Magic decoder ring for setting CoreXL Virtual syst...

Tommy_Forrest · ‎2021-07-23

Hi everyone!

Is anyone aware of a decoder ring to determine how to configure/tune the virtual system instances value for a given VS when migrating real hardware into a VS instance?

For example, I have a (active/passive clustered) 26k gateway that, on average, floats between 40 and 60 percent of CPU load at any given moment. And on rare occasion, we'll see peaks to nearly 80%.

In the coming months we'll be migrating the workload on that gateway to a security group in a Maestro backed VSX instance that's going to live on 3 28600's.

We're going to have three additional instances living on the security group. 2 of those instances will be minor players. The 3rd instance will be a moderate player.

So taking all of that into consideration, how do you figure out how to configure CoreXL for each VS instance when you have live data from real hardware to look at?

And oh yeah, keeping that value in check across all of the instances so there's still room to grow.

Timothy_Hall · ‎2021-07-24

One variable is a possible transition from kernel mode to User Space Firewall (USFW) which incurs more overhead but allows up to 70 cores to be used. USFW is enabled on both the 26k and 28k models by default (and USFW is more or less VSX by any other name), so amount of overhead should be about the same.

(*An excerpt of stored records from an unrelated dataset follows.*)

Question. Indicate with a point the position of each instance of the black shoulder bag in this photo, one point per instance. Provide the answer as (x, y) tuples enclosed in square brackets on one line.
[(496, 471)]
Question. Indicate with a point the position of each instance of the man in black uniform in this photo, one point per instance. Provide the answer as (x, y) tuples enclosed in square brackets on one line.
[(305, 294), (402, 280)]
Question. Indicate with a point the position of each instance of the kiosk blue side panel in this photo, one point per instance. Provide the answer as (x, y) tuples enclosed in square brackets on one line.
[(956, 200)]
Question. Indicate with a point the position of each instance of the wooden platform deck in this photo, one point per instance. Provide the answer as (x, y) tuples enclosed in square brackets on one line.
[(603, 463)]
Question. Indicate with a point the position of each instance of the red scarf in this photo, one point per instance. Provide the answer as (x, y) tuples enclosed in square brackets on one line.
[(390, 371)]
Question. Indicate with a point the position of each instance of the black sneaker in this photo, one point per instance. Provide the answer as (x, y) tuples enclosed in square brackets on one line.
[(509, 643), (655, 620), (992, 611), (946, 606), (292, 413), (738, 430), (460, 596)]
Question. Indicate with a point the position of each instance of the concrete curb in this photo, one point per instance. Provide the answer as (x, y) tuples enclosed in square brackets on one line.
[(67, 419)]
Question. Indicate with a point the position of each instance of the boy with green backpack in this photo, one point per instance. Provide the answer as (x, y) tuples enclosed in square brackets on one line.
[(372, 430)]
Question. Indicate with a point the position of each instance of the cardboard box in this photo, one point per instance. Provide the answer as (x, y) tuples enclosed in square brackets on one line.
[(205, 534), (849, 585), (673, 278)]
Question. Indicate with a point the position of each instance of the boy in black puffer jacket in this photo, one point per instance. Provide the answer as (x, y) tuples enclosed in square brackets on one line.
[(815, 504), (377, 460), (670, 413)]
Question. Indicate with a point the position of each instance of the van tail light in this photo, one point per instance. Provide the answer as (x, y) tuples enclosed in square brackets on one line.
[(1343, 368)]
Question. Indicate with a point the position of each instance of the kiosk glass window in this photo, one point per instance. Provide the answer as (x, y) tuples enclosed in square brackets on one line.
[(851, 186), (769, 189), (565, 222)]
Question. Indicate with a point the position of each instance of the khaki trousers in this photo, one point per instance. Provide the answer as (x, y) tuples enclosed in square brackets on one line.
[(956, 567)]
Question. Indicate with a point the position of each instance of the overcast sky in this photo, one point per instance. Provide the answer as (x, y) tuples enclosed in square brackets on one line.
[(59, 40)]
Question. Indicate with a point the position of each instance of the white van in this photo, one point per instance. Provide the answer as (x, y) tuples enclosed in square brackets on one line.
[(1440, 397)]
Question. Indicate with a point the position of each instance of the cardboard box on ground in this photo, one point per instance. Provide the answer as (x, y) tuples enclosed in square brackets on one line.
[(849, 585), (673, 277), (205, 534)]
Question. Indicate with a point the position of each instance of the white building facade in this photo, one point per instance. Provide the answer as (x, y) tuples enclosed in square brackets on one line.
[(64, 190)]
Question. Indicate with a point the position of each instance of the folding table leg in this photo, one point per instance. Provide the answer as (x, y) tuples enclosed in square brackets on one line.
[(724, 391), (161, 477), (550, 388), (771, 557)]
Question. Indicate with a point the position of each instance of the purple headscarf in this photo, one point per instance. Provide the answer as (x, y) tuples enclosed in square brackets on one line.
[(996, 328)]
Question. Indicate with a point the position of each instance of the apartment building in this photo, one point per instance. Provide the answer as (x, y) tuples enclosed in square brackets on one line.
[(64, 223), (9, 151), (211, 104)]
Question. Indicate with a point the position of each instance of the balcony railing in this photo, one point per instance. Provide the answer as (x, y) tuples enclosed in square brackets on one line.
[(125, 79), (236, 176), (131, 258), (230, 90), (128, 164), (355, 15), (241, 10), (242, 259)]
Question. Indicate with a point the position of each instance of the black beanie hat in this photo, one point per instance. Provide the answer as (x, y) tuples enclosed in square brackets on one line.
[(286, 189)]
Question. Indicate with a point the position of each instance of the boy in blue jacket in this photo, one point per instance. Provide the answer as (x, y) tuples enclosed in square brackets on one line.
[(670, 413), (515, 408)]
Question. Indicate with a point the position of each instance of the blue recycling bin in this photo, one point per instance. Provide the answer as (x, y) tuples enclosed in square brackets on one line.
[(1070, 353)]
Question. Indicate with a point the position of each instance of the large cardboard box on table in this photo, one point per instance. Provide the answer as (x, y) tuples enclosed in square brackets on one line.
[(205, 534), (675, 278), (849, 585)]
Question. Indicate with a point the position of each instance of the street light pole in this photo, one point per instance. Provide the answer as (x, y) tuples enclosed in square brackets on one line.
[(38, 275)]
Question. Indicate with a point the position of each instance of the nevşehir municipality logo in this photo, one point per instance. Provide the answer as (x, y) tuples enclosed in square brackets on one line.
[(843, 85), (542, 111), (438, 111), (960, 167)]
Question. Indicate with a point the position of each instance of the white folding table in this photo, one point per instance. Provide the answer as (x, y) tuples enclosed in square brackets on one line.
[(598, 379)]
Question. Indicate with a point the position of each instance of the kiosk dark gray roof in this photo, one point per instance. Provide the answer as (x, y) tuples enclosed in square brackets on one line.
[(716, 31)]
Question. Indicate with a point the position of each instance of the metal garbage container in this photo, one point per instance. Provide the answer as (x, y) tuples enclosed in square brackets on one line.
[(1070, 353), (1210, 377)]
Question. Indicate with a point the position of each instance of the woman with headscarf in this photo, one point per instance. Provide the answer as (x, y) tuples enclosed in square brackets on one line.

Next variable is per-CPU speed, if you have the non-turbo 26k appliance you do get a step-up in performance of about 25% moving to a 28k, while the per-CPU speed of the turbo 26k and 28k are roughly equivalent as far as I know. Obviously the 28k may have more available total cores for allocation than the 26k depending on model.

Not sure if the cpsizeme tool takes into account converting from a regular firewall to VSX, but might be worth a look. Beyond that it is a bit of crap shoot, perhaps @Kaspars_Zibarts can shed some light here.

Gaia 4.18 (R82) Immersion Tips, Tricks, & Best Practices Video Course
Now Available at https://shadowpeak.com/gaia4-18-immersion-course

Tommy_Forrest · ‎2021-07-24

Just got done doing a cpsizeme exersize to replace some other gateways. It just gives you the details. It didn't delve much into what tuning paramaters one would need.

Ideally, it would be nice if someone could say: "Generally speaking, if you set a value of 1 it will provide the performance of X and Y".

Just to get a baseline.

Especially since it is so punitive to adjust it after going into production.

People don't like the internet going down.

Kaspars_Zibarts · ‎2021-08-16

Hi @Tommy_Forrest !

Maybe my reply will be too late, sorry, had my summer holidays 🙂 so bits and bytes were shelved for a while.

Seeing those CPU usage numbers (80% max) made me little nervous if I'm totally honest. Normally I would not recommend VSX for gateways running high load. And seeing it's 26K it must be running fairly hot at 80%.

Are you able to share more details, like:

what blades are you running
how big is NAT usage
total throughput
total connections
total new connections per second (last three you can see from cpview easily)
current SND / FW core split
acceleration status

VSX is great product but I would I avoid "traffic-heavy" multi-blade firewalling and stick with a regular gateways instead. We are actually in process of splitting out one extremely loaded VSX platform into multiple and some will become regular FWs instead of VSes.

Same goes to Maestro / Scaleable Platforms. It's a great product in principle but takes toll in administration - it does require additional knowledge that's not that easy to find on the job market and troubleshooting gets way more complex due to flow correction. We ended up actually migrating back from two chassis (41k) with 4 blades to a cluster of appliances (26K turbo) just for those two reasons. I.e. people who had knowledge had left organisation and we could not find replacements.

That said, I do not want to scary you off the idea 🙂

_Val_ · ‎2021-08-16

Agree with @Kaspars_Zibarts, 80% raises a concern. Although, I would move to Maestro nowadays.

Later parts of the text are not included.